Beim happigen Abstieg über ein Geröllfeld gaben sich alle Mühe, sehr vorsichtig aufzutreten. Dann wurde es wieder flacher. Hier entdeckten wir viele Murmeli. Nach nochmaligem Abstieg über den Kanonensattel erreichten wir Tigias auf der Alp Flix. Von hier aus konnten wir dann die Rückreise mit dem Bus antreten.

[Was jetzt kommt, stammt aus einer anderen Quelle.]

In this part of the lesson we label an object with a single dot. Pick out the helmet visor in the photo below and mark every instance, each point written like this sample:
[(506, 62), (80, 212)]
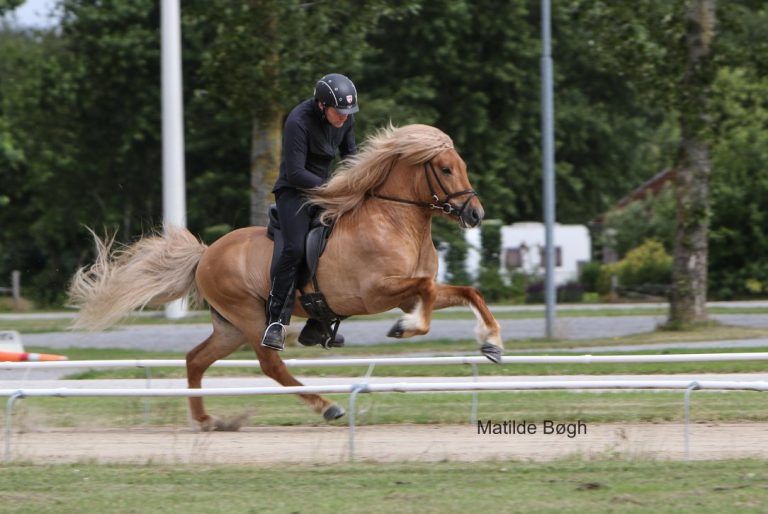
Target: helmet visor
[(347, 110)]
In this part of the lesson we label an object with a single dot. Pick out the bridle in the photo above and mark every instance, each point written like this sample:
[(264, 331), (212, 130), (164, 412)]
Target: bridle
[(443, 204)]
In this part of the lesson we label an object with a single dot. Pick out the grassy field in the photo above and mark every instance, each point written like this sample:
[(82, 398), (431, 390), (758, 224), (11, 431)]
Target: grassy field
[(444, 487), (393, 408), (58, 325), (409, 371)]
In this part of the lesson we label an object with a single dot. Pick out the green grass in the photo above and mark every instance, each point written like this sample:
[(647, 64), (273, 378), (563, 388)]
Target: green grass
[(59, 325), (456, 370), (569, 486), (392, 408)]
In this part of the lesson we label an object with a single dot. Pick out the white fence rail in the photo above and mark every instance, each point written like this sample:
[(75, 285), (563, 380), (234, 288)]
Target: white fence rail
[(398, 361), (354, 389)]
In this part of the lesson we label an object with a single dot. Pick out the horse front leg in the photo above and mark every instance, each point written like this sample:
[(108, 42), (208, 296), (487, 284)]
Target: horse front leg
[(488, 330), (418, 302)]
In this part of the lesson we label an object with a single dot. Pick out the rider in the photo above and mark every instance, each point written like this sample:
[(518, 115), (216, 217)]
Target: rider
[(314, 131)]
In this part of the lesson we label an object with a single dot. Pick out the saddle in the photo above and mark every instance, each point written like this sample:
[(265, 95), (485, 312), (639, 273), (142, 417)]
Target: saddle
[(314, 303)]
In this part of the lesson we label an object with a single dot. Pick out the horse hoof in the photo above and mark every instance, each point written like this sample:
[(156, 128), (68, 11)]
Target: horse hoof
[(397, 330), (333, 412), (492, 352)]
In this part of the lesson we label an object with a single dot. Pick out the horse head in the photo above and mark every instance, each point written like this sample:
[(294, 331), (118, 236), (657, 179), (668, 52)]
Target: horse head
[(447, 183)]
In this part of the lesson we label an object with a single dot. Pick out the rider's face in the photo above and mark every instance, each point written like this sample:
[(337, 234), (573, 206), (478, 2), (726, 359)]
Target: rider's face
[(334, 117)]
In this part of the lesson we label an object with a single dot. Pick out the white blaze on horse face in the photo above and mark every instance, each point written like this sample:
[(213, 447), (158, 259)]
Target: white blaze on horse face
[(484, 333), (414, 322)]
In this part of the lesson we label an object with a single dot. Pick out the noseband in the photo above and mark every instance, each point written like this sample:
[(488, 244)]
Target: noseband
[(443, 204)]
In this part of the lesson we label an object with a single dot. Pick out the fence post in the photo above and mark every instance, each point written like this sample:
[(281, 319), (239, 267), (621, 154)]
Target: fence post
[(16, 288)]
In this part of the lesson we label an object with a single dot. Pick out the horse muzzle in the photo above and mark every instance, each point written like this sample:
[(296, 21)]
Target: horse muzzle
[(471, 216)]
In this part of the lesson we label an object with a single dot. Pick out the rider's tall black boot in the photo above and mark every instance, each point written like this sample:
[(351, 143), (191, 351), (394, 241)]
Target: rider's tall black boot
[(279, 310)]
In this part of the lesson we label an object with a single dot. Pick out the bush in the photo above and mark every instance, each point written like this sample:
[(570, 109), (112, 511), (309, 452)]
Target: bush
[(647, 269), (649, 263), (570, 292), (590, 274)]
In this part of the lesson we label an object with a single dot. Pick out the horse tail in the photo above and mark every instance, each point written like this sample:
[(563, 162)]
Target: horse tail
[(154, 270)]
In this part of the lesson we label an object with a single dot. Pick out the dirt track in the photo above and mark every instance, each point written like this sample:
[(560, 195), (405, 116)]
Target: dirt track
[(322, 444)]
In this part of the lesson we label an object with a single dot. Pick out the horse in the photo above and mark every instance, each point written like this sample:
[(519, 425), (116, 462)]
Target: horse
[(379, 256)]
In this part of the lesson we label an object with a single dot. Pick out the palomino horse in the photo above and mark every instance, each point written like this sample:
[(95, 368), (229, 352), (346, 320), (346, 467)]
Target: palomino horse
[(380, 256)]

Das Nachtessen strotzte jeden Abend nur so von Leckerbissen. Heute aber hatte sich die Küchencrew wieder besonders Mühe gegeben und überraschte uns mit einem warmen Buffet und zum Abschluss noch einem reichhaltigen Dessertbuffet.
Freitag, 10. Juli
Dem Hotelier lag viel daran, das versprochene Frühstück auf der Alp Tarvisch doch noch durchführen zu können. Kurzer Kaffee um halb sieben, dann in zwei Gruppen abfahr- und abmarschbereit vor dem Hotel. Alle mussten ungefähr die Hälfte zu Fuss und den Rest mit dem Auto zurücklegen. Auf der idyllischen Alp angekommen, machten wir noch einen kleinen Fussmarsch und konnten so die Umgebung in allen Himmelsrichtungen bestaunen. Unser Hausherr Seppi erzählte dabei so viel Interessantes, dass unser Hunger immer grösser wurde.
Und dann das tolle Frühstück! Alles ausser der Milch wurde zuvor auf die Alp geschleppt (allerdings mit dem Auto), dass keiner unserer kulinarischen Wünsche offen blieb. Bei dieser Aussicht war es schlicht unmöglich, dem verlockenden Angebot zu widerstehen.
Wieder in zwei Gruppen erreichten wir Tigignas, die Mittelstation der Bergbahnen. Wir liessen uns von der Gondelbahn nach Somtgant transportieren. Hier trennten sich unsere Wege.
Helen und Ida übernahmen die Gruppe, die über Radons teilweise bis nach Savognin zurückkehrte.
Unsere vielen Blumenbegeisterten liessen es sich nicht nehmen, den Blumenweg bis Mot Laritg zu geniessen.
Und schon war der letzte Abend angebrochen. Annemarie und Bruno hatten noch einen reichhaltigen Apéro spendiert und unsere langjährige Teilnehmerin Ruth Bucher besuchte uns. Wir liessen die Tourenwoche nochmals vor dem geistigen Auge vorbeigehen. Die Leitung, aber auch die Teilnehmer dürfen stolz sein auf diese 7 Tage.
Samstag, 11. Juli
Packen war angesagt. Wie viel schneller doch die Koffer eingepackt werden als beim Start vor einer Woche: Einfach alles „hineinschmeissen“, was herumliegt. Ordnung machen können wir zu Hause wieder!
Schon am Donnerstagabend hatten wir unseren 4 Leiterinnen Ida Binkert, Evi Hehli, Ruth Jenni und Helen Honegger mit vielen lobenden Worten und einem kleinen Andenken aus Savognin Danke gesagt. Sie haben es wieder geschafft, eine volle Woche ein Programm zu bieten, das es in sich hatte. Dafür möchten wir allen ein herzliches Merci mitgeben.
Nächstes Jahr im September reisen wir ins Ausland, in die Steiermark. Fast alle haben schon zugesagt. Wir freuen uns jetzt schon!